2 problems parsing output from HTML::TableExtract

Discussion in 'Perl Misc' started by Ted Byers, Sep 1, 2009.

  1. Ted Byers

    Ted Byers Guest

    I have to automate parsing email that comes in with its data in an
    HTML file (so I have no control over the content or how it is
    formatted.

    HTML::TableExtract has proved priceless in getting this done.
    However, there are two issues that are giving me grief.

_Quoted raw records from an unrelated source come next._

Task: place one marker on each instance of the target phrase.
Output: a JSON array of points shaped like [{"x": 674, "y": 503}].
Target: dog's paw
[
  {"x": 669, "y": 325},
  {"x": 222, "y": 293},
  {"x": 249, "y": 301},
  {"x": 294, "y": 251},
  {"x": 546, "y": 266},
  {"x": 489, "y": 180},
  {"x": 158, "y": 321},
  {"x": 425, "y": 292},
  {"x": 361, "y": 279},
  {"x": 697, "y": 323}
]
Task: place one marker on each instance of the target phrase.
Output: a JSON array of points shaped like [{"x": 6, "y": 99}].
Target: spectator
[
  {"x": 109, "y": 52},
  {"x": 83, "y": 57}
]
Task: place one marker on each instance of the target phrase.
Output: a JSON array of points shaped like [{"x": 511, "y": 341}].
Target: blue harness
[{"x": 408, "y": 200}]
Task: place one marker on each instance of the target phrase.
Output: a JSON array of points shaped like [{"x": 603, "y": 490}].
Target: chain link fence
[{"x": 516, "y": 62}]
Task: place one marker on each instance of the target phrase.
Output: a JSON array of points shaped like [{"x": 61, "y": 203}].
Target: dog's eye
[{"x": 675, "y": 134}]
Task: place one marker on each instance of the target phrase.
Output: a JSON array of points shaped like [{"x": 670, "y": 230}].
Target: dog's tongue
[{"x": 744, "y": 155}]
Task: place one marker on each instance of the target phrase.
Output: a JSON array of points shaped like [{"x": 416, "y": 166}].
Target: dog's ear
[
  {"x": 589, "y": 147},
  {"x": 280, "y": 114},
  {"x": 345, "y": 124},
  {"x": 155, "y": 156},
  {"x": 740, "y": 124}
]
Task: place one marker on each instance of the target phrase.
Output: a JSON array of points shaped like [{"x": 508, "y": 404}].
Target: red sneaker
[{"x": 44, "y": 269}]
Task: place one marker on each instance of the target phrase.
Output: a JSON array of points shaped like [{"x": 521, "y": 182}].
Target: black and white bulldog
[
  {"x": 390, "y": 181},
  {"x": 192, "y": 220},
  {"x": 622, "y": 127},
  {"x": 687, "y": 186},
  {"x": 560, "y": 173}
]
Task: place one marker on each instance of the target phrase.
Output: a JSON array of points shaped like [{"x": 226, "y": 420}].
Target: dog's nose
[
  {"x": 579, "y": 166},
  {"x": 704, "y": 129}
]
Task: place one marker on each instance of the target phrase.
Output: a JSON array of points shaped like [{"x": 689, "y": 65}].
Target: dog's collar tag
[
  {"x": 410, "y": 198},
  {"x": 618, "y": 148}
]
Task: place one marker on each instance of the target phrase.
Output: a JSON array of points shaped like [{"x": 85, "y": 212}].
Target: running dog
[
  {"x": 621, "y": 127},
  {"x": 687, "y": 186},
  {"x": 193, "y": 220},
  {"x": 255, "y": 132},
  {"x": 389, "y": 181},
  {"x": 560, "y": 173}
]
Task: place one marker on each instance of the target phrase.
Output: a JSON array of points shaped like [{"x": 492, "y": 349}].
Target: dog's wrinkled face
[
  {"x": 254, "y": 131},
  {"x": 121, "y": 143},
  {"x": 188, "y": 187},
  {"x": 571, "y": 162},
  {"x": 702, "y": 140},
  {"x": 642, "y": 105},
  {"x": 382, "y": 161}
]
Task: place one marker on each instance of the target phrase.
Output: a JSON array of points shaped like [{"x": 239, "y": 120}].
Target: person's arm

    The first is probably simple, at least for regex experts. There are
    characters in the string that, while not a problem in browsers
    displaying the HTML, are a problem for my attempts to refine this data
    down to text I can work with in my other code. There are a plethora
    of instances of the that Emacs displays as '\240\. But the following
    statement doesn't remove them.

    $payload_tmp =~ s/\240//g;

    Neither does:
    $payload_tmp =~ s/\\240//g;

    I suspect it is a printer/display control character that results in
    the following text being underlined when displayed using a browser
    like MS IE or Firefox. What I don't know is what value I ought to use
    in my regex to get rid of it.

    I think I know what I can do, to work around this, but I would like to
    know how to construct a regular expression to get rid of it.

    The more important question gets down to how to deal with a warning I
    get on some output produced by HTML::TableExtract.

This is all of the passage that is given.